Wisconsin cheesemakers are facing rising prices sparked by a budding trade war between the United States and its key trading partners around the world.
But some analysts believe the current price spikes are No. 2 on the long-term problem list for the state’s cheese industry, behind product naming restrictions put in place in recent years by the European Union as part of its international trade policy.
Mexico has become a focal point for Wisconsin’s cheese exporters, both on price and naming rights. No country buys more Wisconsin cheese than Mexico, but tariff-driven higher prices and confusing new names on cheese labels sparked by EU policies have already cut into the Wisconsin cheese market.
Plymouth-based Sartori has seen sales in Mexico plummet around 20 percent and that was before the tariffs were imposed, according to president Jeff Schwager. “That’s just from switching the names,” he said.
Mark Stephenson, the director of dairy policy analysis for UW-Madison’s College of Agriculture and Life Sciences, addressed the current double whammy faced by Wisconsin cheesemakers.
“Even if we can kind of get this trade stuff behind us and we can start to successfully renegotiate trade pacts with other countries or blocks of countries, those other things are still in place and it makes it just that much harder for us,” Stephenson said. “It’s non-tariff barrier to trade and it’s going to take a long, hard time to recover from it.”
The confusing new names on the labels are the result of a new EU-Mexico trade deal completed before President Donald Trump imposed tariffs on certain goods coming into the U.S. from key trading partners. Some industry experts believe the negatives associated with the EU’s naming restrictions will eventually outweigh any positive benefits that could come out of the trade war.
The EU-Mexico deal includes a provision restricting Mexico’s other trading partners from selling products with names that correspond to a region in Europe. Examples are Parmesan cheese or champagne.
U.S. cheesemakers can use generic Spanish words to identify some of their products sold in the Mexican market, such as “parmesano” for Parmesan cheese, Schwager said.
But other cheeses, like Asiago, are more problematic.
The EU’s trade agreement with Mexico also prohibits U.S. cheesemakers from using protected names in marketing campaigns, Schwager said. So after Sartori renamed its Asiago sold in Mexico to Sartiago, it couldn’t run ads in Mexico saying, “Our Asiago is now called Sartiago.”
Analysts say that unless an international court sides with the United State’s position that all cheese names are generic, no one is sure when the naming problem will get fixed.

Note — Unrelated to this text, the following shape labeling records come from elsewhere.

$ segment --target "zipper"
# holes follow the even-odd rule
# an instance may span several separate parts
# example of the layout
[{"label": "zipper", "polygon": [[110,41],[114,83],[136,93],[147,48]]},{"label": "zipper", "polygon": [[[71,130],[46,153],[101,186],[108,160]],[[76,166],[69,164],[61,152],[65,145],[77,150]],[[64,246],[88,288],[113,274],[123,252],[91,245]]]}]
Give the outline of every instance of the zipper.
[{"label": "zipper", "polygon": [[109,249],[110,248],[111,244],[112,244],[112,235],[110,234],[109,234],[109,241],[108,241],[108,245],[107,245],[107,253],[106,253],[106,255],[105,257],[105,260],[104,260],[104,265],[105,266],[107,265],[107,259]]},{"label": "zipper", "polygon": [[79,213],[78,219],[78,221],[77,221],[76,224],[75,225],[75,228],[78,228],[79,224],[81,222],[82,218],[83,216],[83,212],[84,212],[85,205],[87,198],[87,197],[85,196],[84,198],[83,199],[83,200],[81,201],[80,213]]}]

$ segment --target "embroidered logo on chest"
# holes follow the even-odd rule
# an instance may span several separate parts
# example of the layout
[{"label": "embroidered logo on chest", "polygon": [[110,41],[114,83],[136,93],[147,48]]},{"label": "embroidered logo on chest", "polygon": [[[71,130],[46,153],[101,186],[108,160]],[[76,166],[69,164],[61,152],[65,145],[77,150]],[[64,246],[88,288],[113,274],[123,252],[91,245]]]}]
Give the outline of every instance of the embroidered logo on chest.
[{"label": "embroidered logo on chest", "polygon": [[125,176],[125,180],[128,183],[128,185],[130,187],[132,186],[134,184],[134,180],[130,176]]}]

The U.S. has been battling the EU over the geographic naming restriction during trade negotiations dating back to the Obama administration. Schwager says the EU got the upper hand by taking an aggressive approach toward completing agreements with almost all of trading partners. A key element in those agreements was the restriction provision to help the EU dairy industry.
The EU’s priority has been to make less complex deals, according to Schwager. “They’re focusing on what’s important to them right now and getting that stuff locked in,” he said. “It may not cover everything (initially), but they can come back and add to it as time goes on.”
The EU also has a trade agreement with Canada that already is having long-lasting effects, Schwager said. Since the agreement was signed, the EU’s share of the imported cheese market in Canada has climbed 12 points to 70 percent, he said.
Stehenson said the geographic naming restrictions and tariffs are hitting just when U.S. and Wisconsin cheese exports are at high level around the world.
“It’s becoming a more popular product in countries where it hadn’t been,” he said. “China is a good example. They have a middle class that’s moving up into upper middle class and it has the buying power to buy the cheese they have developed a taste for. So those are certainly lost opportunities for us, too.”
Schwager believes the EU’s efforts to thwart American cheese sales abroad is a measure of respect.
“I don’t like the position we’re in but I do think it has given us an opportunity to make the rest of the world aware that cheese from the United States is not what it used to be,” he said.
“It’s not just Velveeta or Kraft singles. The U.S. industry has come a long way. I don’t think it ever would have been picked on like this 20 years ago.”